ScalarizationCost: {Value = 20, State = llvm::InstructionCost::Valid}
InterleaveCost: {Value = 17, State = llvm::InstructionCost::Valid}
Final Decision and Cost: CM_Interleave, 17

After the patch

ScalarizationCost: {Value = 14, State = llvm::InstructionCost::Valid}
InterleaveCost: {Value = 17, State = llvm::InstructionCost::Valid}
Final Decision and Cost: CM_Scalarize, 14
llvm/test/Transforms/LoopVectorize/AArch64/interleaved-vs-scalar.ll
12–17

Do you know what is going on in this case?

Thanks. If you can update the test case, then this looks sensible to me.

llvm/test/Transforms/LoopVectorize/AArch64/interleaved-vs-scalar.ll
12–17

OK I see what is going on - the values %tmp1 and %tmp3 are never used, the test not very meaningful in that regard. The vector body being empty isn't an issue in that case. It's a bit of a funny test, but I agree with you that the things it is testing are OK.
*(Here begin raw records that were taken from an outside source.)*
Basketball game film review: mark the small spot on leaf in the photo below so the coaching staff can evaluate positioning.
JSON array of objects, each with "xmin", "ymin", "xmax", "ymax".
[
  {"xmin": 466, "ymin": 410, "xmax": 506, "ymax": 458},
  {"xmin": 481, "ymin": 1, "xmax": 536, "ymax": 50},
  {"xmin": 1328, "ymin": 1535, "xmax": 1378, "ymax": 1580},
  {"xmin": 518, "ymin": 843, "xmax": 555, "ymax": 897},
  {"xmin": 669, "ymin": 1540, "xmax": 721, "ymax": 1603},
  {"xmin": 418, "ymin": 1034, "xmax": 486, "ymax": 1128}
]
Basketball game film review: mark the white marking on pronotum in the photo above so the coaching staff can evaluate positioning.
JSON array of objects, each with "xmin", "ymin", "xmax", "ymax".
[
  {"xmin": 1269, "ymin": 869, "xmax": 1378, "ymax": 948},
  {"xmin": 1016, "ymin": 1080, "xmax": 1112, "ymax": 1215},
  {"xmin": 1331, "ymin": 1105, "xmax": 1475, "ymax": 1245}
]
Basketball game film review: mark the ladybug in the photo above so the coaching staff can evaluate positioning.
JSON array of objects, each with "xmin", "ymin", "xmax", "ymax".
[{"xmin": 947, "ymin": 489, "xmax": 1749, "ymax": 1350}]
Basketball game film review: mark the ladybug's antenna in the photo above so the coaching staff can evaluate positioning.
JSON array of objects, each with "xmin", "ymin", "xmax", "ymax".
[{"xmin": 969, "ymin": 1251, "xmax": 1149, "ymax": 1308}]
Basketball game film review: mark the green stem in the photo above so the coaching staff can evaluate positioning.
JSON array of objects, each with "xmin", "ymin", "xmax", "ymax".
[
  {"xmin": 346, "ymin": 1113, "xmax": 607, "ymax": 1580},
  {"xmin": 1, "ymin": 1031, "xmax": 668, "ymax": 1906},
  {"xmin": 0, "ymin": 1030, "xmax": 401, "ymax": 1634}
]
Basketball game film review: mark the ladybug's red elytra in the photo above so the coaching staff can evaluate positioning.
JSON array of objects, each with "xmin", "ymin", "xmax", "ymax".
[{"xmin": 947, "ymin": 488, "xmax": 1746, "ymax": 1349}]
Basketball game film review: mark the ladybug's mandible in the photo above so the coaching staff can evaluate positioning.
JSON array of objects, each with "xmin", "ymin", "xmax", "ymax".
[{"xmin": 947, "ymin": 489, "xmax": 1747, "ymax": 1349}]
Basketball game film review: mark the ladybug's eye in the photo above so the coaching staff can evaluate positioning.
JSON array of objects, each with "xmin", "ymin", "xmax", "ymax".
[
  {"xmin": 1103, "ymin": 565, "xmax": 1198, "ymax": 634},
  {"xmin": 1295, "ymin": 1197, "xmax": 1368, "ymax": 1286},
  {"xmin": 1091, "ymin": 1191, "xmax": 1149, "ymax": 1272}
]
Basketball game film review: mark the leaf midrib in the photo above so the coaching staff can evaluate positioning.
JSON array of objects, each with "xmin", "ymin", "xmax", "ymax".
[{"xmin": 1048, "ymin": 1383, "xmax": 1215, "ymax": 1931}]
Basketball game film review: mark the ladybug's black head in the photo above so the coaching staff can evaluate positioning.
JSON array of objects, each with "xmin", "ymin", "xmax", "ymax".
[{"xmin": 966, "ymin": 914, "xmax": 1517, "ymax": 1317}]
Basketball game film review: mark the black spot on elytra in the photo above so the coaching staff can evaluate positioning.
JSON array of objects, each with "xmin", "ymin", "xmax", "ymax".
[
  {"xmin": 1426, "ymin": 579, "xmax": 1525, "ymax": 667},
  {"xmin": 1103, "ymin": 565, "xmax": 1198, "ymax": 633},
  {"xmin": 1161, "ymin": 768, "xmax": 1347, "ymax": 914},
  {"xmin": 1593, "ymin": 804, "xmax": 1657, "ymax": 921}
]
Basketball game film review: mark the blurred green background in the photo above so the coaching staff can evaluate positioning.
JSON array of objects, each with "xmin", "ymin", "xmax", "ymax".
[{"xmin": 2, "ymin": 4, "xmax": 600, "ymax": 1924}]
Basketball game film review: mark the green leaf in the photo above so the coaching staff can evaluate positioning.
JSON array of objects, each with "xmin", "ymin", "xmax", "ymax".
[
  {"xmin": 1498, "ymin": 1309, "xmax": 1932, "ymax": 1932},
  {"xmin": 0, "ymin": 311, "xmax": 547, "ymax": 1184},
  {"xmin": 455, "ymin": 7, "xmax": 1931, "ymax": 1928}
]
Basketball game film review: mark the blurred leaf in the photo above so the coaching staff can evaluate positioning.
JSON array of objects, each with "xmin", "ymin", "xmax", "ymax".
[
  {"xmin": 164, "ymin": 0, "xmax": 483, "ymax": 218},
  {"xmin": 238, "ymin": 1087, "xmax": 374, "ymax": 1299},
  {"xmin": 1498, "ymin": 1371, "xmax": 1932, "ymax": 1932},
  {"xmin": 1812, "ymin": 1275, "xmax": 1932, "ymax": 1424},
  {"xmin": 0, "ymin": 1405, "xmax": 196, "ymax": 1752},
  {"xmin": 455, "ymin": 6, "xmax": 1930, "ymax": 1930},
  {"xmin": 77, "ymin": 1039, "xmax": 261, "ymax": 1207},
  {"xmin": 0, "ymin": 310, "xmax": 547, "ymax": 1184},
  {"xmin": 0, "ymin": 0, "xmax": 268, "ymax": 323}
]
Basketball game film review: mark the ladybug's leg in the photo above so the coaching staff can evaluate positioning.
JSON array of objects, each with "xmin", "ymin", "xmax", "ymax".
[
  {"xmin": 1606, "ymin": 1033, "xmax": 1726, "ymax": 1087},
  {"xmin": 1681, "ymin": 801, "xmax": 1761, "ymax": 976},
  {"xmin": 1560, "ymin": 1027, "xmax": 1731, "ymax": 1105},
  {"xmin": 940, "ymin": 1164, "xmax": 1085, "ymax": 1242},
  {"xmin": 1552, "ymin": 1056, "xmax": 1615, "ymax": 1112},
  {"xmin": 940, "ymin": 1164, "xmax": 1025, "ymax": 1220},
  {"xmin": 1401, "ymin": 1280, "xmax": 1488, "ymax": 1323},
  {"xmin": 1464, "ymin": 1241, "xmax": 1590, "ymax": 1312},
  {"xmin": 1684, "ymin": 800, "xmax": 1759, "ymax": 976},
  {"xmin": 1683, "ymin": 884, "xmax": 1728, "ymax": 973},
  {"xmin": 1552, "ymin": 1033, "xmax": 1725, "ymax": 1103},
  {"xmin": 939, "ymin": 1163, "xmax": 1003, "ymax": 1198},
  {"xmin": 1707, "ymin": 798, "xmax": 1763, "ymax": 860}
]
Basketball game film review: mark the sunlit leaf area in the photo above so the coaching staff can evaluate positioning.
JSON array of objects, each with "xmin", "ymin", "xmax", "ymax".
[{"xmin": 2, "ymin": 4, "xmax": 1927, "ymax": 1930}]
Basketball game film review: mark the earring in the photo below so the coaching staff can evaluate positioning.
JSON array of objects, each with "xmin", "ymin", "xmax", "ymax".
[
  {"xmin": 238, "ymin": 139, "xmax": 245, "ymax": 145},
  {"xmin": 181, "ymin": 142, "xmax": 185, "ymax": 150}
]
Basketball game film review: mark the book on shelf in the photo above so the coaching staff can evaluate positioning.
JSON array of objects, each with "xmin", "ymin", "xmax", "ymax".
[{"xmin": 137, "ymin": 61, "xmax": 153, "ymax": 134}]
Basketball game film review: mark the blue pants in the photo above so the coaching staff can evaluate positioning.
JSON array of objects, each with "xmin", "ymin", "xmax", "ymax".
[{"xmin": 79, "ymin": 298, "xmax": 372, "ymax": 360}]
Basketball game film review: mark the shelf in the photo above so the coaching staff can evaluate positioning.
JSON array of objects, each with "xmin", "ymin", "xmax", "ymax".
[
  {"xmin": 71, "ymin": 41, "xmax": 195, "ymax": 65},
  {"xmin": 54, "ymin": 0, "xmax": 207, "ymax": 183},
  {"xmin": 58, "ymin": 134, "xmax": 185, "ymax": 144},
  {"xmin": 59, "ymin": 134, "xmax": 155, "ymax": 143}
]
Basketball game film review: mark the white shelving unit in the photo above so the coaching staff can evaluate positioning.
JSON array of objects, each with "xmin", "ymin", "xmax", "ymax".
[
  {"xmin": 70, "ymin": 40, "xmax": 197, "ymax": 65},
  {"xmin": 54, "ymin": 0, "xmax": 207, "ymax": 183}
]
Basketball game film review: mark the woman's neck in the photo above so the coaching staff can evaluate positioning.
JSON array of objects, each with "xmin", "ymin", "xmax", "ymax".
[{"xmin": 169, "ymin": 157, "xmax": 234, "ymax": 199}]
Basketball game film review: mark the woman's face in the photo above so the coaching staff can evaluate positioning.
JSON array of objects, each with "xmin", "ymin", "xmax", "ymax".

Can you change the test to this, to be more "glued together":

; REQUIRES: asserts
; RUN: opt < %s -force-vector-width=2 -force-vector-interleave=1 -loop-vectorize -S --debug-only=loop-vectorize 2>&1 | FileCheck %s

target datalayout = "e-m:e-i8:8:32-i16:16:32-i64:64-i128:128-n32:64-S128"
target triple = "aarch64--linux-gnu"

%pair = type { i8, i8 }

; CHECK-LABEL: test
; CHECK: Found an estimated cost of 14 for VF 2 For instruction:   {{.*}} load i8
; CHECK: Found an estimated cost of 0 for VF 2 For instruction:   {{.*}} load i8
; CHECK-LABEL: entry:
; CHECK-LABEL: vector.body:
; CHECK: [[LOAD1:%.*]] = load i8
; CHECK: [[LOAD2:%.*]] = load i8
; CHECK: [[INSERT:%.*]] = insertelement <2 x i8> poison, i8 [[LOAD1]], i32 0
; CHECK: insertelement <2 x i8> [[INSERT]], i8 [[LOAD2]], i32 1
; CHECK: br i1 {{.*}}, label %middle.block, label %vector.body

define void @test(%pair* %p, i8* %q, i64 %n) {
entry:
  br label %for.body

for.body:
  %i = phi i64 [ 0, %entry ], [ %i.next, %for.body ]
  %tmp0 = getelementptr %pair, %pair* %p, i64 %i, i32 0
  %tmp1 = load i8, i8* %tmp0, align 1
  %tmp2 = getelementptr %pair, %pair* %p, i64 %i, i32 1
  %tmp3 = load i8, i8* %tmp2, align 1
  %add = add i8 %tmp1, %tmp3
  %qi = getelementptr i8, i8* %q, i64 %i
  store i8 %add, i8* %qi, align 1
  %i.next = add nuw nsw i64 %i, 1
  %cond = icmp eq i64 %i.next, %n
  br i1 %cond, label %for.end, label %for.body

for.end:
  ret void
}
This comment was removed by TiehuZhang.

Thanks. If you can update the test case, then this looks sensible to me.

Thanks, @dmgreen! "interleaved-vs-scalar.ll" has been updated, is there any problem with the other test case?

dmgreen accepted this revision.Tue, Jun 14, 5:23 AM

Thanks, LGTM

This revision is now accepted and ready to land.Tue, Jun 14, 5:23 AM
This revision was landed with ongoing or failed builds.Fri, Jun 17, 3:37 AM
This revision was automatically updated to reflect the committed changes.